The bottom line, as far as I can tell, is that you see Thomas Jefferson's words at the foundation of racial justice; I insist on the centrality of the millions of ordinary people who fought white supremacy for the long course of an agonizing century. The federal government took the field for racial justice in the ninth inning, and it played the first eight innings on the other side. I decline to take a lesson in the decency of government out of that narrative. It beats me why that's become a right-wing claim.

Chris Bray - 6/9/2010

So, Ralph, which words in the Declaration of Independence promise racial equality to everyone? I think I know which ones you're going to suggest, and I'm happy to have that discussion -- you have to read the whole document, and notice what its author and signers did in the real world. Full context, not phrase-grabbing.

I would argue that a century of determined African-American resistance, at very great cost, destroyed white supremacy. The federal government codified an emerging reality -- it acknowledged that reality far more than it created it.

This bit about "we progressives" just makes me shrug. What I know is that, time and time again, I see these constructions that make federal action the very center of a narrative that doesn't mention the long Civil Rights Movement. It seems to me that the "black awakening" narrative persists in popular discussion, despite the heroic scholarship of a long line of historians who have expanded our understanding of the long and deeply organized fight against racial oppression in the United States. MLK is still about ninety percent of the public story.

At the very least, you have to notice that Elizabeth Wydra has written that the Constitution created racial justice, which Martin Luther King brought to its culmination through the efforts of the federal government. That's just what she said, and you can't bristle it away.

Anyway, I have to slip away back to my tea party, now -- my controllers want me to take careful notes on their seminar about destroying all things that are decent and noble.
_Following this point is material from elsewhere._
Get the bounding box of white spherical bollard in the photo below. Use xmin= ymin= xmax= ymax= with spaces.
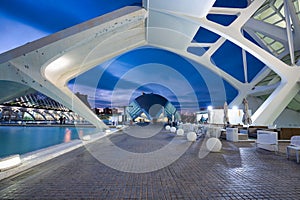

It's exhausting work, but at least we have the gratification of seeing all that progress die.

Ralph M. Hitchens - 6/9/2010

I would be in awe of this insight, were it to bear the remotest connection to reality. Are you suggesting that the federal government had no role in ending state-sanctioned discrimination in the South? Do you believe we progressives dismiss the accomplishments of the black pioneers like E. D. Nixon et. al., rather than appreciating how the government belatedly built upon their sacrifices?

Do you also believe that the plain meaning of the words in the Declaration of Independence is not pretty clear to all of us? So what if Thomas Jefferson was a slave-owning hypocrite; he let slip some words that fatally undermined his world and inspire us (and most of the world) even today.

Perhaps you should quietly slip back to your tea party.